Forse Mattarella dovrebbe spiegare perché mai, così come l’Ucraina indipendente e il referendum che la decretò tale fu alla fine riconosciuta, lo stesso trattamento non è stato mai neanche messo in discussione per l’indipendenza della Crimea e delle Prefetture del Donbass ove si tenne analogo referendum nel 2014.
«Se questo è stato l’anno della guerra, dobbiamo concentrare gli sforzi affinché il 2023 sia l’anno del silenzio delle armi». Chissà se Mattarella ci spiegherà mai perché non invoca la cessazione dell’invio delle armi agli ucraini, visto che invoca «il silenzio delle armi». L’appello del Presidente se non falso suona sciocco: l’avversario – chiamiamolo impropriamente così – non ha invocato il silenzio delle armi, cosicché è sciocco chiedere a lui codesto silenzio. Se è questo ciò che si vuole, se si vuole la pace, forse bisogna – bisognava, a dire il vero – alzare provvisoriamente le mani dinanzi all’invasore, fermarsi a riflettere e dirsi al mondo intero disposti a prendere in considerazione del nemico le ragioni. Molte delle quali, forse, saranno pur torti, ma qualcuna forse anche no. Perché, diciamolo una volta per tutte, che questa guerra sia iniziata il 24 febbraio 2022 è una narrazione non più difendibile.

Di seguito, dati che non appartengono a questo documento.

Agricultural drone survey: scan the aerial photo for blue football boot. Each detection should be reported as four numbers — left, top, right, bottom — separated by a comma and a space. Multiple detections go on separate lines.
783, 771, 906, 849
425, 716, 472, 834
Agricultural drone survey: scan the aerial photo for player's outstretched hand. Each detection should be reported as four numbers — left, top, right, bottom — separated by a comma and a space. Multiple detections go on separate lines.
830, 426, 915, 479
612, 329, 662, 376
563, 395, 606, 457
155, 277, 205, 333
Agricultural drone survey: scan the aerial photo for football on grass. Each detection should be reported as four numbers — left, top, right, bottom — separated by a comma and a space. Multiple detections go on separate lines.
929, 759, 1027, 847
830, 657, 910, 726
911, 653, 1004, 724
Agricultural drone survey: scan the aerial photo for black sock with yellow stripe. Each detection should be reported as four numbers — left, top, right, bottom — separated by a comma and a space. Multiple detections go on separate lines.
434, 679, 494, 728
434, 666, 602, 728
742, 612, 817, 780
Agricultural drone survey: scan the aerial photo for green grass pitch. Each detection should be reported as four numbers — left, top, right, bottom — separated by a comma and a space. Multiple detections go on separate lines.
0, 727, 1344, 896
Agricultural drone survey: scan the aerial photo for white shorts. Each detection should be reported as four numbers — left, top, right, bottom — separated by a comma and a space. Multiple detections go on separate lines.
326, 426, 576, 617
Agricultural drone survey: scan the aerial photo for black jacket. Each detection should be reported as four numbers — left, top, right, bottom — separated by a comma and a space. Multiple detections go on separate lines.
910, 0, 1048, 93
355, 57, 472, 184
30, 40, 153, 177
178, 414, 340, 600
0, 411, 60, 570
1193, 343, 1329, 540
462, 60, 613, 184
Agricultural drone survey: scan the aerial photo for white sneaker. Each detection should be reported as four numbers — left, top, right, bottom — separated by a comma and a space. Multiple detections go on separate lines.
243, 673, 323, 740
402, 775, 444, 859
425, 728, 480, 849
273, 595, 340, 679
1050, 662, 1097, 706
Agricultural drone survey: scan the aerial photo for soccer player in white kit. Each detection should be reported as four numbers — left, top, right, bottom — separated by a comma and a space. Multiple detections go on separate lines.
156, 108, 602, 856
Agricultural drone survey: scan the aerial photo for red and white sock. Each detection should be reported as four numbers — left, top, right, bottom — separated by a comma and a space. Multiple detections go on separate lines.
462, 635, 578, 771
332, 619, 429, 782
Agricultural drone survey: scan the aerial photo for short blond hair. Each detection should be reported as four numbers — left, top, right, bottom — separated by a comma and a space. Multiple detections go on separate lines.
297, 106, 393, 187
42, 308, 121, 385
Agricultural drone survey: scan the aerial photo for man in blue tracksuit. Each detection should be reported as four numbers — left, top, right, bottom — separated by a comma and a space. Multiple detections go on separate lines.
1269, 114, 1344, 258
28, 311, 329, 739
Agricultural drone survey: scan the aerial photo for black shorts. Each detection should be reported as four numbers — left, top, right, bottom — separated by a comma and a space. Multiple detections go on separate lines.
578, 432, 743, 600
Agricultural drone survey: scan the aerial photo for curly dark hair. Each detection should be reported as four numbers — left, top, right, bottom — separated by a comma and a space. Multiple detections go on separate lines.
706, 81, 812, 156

Si sarebbe risparmiata, Mattarella, la «profonda tristezza per le tante vite umane perdute e perché, ogni giorno, vengono distrutte case, ospedali, scuole, teatri, trasformando città e paesi in un cumulo di rovine». Ma Mattarella è come Creonte: «di questi ulteriori gravi danni, la responsabilità ricade interamente su chi ha aggredito e non su chi si difende o su chi lo aiuta a difendersi». Non sente ragioni, il Presidente e, giudice di sé stesso, si assolve in pieno perché la colpa è «interamente» del nemico. Parole che stridono col dichiarato augurio di pace.
S’inventa il Presidente una preoccupazione che non è corroborata da alcun fatto: «se l’aggressione avesse successo, altre la seguirebbero, con altre guerre, dai confini imprevedibili», allarma. Ma, se le cose stanno così come i media ci raccontano, gli intendimenti della Russia son sempre stati limitati alla difesa dell’autonomia di territori ucraini che, per il solo fatto di essere russofoni, son stati per otto anni oppressi dal proprio stesso governo centrale. La documentazione in proposito è talmente vasta che quel che Mattarella chiama l’Occidente (cioè, di fatto, Usa, Regno Unito e Ue, che è un decimo del mondo) dovrà un giorno – vicino o lontano che sia – render conto di fronte alla Storia delle proprie scelte.